No Child Left Behind Toolkit

October 8, 2004

As public school parents and guardians, many of have a vision of what schools could be. In this vision, schools are caring communities where children are valued and challenged and parents are seen as true partners, from the level of their own children?s education to the process of making important decisions about the school. For some of us, the reality is not far from this vision. But to others, the school doors are closed. These schools can be places of frustration and failure not only for children, but also for their parents. With the advent of the key federal education law known as "No Child Left Behind" (NCLB), parents -- and schools -- have a chance to start over. In answer to parents? desire for more responsive schools, NCLB builds on and strengthens parent involvement provisions from an earlier version of the law, and adds new requirements for schools and districts. For example, schools must include parents in creating and carrying out school improvement plans.

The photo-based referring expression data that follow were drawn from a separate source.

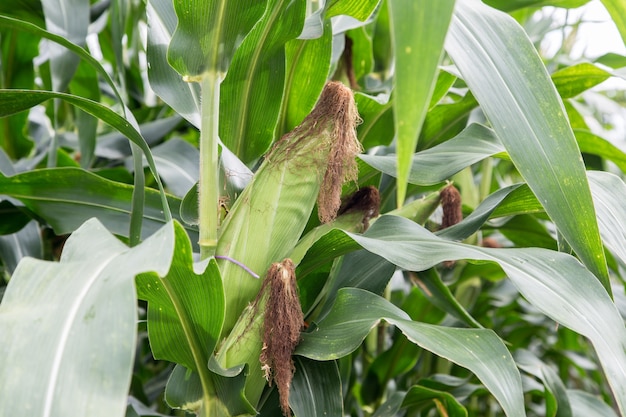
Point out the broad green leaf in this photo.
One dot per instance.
(607, 190)
(208, 34)
(437, 164)
(13, 217)
(554, 282)
(446, 120)
(478, 350)
(86, 312)
(251, 93)
(13, 101)
(612, 60)
(177, 162)
(573, 80)
(359, 9)
(67, 197)
(165, 81)
(185, 310)
(419, 395)
(505, 73)
(361, 54)
(617, 10)
(528, 231)
(16, 246)
(316, 389)
(419, 29)
(20, 25)
(359, 269)
(595, 145)
(85, 84)
(510, 5)
(185, 314)
(70, 20)
(440, 295)
(377, 114)
(17, 51)
(528, 362)
(585, 404)
(391, 407)
(308, 65)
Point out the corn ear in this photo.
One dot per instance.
(269, 216)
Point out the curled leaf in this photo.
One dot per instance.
(282, 326)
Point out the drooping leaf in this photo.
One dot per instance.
(208, 34)
(251, 93)
(13, 101)
(575, 79)
(67, 197)
(341, 332)
(617, 10)
(182, 96)
(437, 164)
(307, 68)
(70, 20)
(554, 282)
(517, 96)
(418, 31)
(86, 310)
(316, 389)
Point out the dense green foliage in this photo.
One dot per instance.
(146, 193)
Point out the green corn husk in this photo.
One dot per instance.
(266, 221)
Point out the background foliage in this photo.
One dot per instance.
(112, 111)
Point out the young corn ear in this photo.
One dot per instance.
(266, 221)
(281, 329)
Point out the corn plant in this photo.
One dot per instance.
(263, 207)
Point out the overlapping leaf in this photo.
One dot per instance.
(517, 96)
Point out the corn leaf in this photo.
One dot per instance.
(517, 96)
(418, 31)
(476, 349)
(84, 307)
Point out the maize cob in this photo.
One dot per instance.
(266, 221)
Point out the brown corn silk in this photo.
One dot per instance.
(281, 329)
(335, 110)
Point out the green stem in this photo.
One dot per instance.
(208, 192)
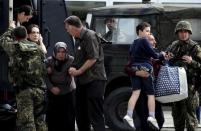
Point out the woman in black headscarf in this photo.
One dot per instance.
(60, 110)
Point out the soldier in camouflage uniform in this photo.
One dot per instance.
(26, 78)
(186, 53)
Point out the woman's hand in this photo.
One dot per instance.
(55, 90)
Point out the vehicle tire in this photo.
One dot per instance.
(115, 108)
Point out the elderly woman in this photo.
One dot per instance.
(60, 110)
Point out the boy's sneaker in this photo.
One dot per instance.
(153, 123)
(129, 121)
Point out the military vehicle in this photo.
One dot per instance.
(49, 15)
(163, 19)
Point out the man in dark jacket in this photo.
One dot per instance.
(90, 73)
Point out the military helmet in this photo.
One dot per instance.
(183, 25)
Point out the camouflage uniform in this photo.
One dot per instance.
(29, 94)
(184, 111)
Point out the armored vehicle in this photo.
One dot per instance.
(49, 15)
(163, 19)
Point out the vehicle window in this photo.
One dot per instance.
(195, 24)
(119, 30)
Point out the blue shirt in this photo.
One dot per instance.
(141, 51)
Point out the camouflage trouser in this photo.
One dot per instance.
(183, 112)
(29, 106)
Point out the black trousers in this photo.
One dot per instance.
(89, 106)
(61, 112)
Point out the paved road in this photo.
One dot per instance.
(168, 125)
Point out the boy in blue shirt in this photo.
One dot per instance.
(141, 52)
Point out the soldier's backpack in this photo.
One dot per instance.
(27, 67)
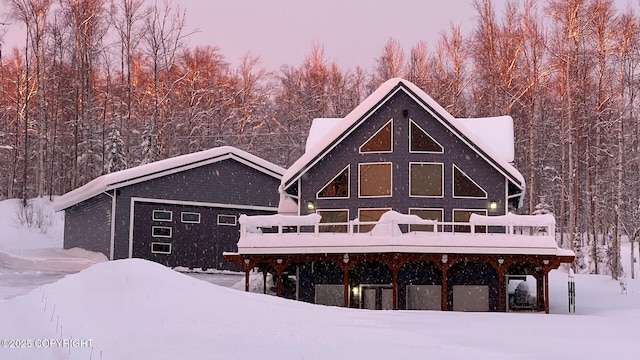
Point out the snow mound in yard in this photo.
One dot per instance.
(71, 260)
(136, 309)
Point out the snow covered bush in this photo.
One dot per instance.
(36, 214)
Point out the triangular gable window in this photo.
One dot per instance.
(465, 187)
(381, 141)
(338, 187)
(420, 141)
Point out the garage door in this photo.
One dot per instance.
(470, 298)
(424, 297)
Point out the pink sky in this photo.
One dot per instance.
(281, 32)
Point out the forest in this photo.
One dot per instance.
(104, 85)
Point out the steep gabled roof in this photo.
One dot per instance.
(340, 130)
(162, 168)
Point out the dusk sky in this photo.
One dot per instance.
(282, 32)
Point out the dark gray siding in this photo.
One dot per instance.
(193, 245)
(225, 182)
(87, 225)
(455, 152)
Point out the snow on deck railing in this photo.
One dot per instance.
(390, 222)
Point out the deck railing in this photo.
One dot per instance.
(288, 225)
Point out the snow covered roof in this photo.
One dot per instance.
(494, 132)
(319, 128)
(162, 168)
(327, 133)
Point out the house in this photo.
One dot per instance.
(181, 211)
(401, 206)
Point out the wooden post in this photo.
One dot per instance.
(394, 271)
(246, 278)
(345, 270)
(546, 290)
(445, 290)
(502, 293)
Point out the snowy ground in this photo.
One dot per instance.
(135, 309)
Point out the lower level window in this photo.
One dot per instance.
(161, 231)
(161, 248)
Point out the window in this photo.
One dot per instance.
(465, 187)
(337, 188)
(161, 231)
(333, 216)
(190, 218)
(367, 215)
(427, 214)
(381, 141)
(162, 215)
(421, 142)
(228, 220)
(463, 216)
(375, 180)
(426, 179)
(161, 248)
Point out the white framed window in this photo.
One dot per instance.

Schools must report information to parents, about their children and about the school. In some schools, parents must be offered new options, such as the choice to transfer their children to another school or to obtain free tutoring for them. And for the first time, "parent involvement" is defined, as "regular, two-way, meaningful communication" between parents and schools. The Pittsburgh Council on Public Education, a local education fund, created a Toolkit to help parents make the most of these opportunities. Some of the "tools" are intended to help you help children, while others are designed to support you as a partner in improving your school. One frequent criticism of NCLB is that it focuses on testing, rather than on resources and practices that have been shown to increase student achievement.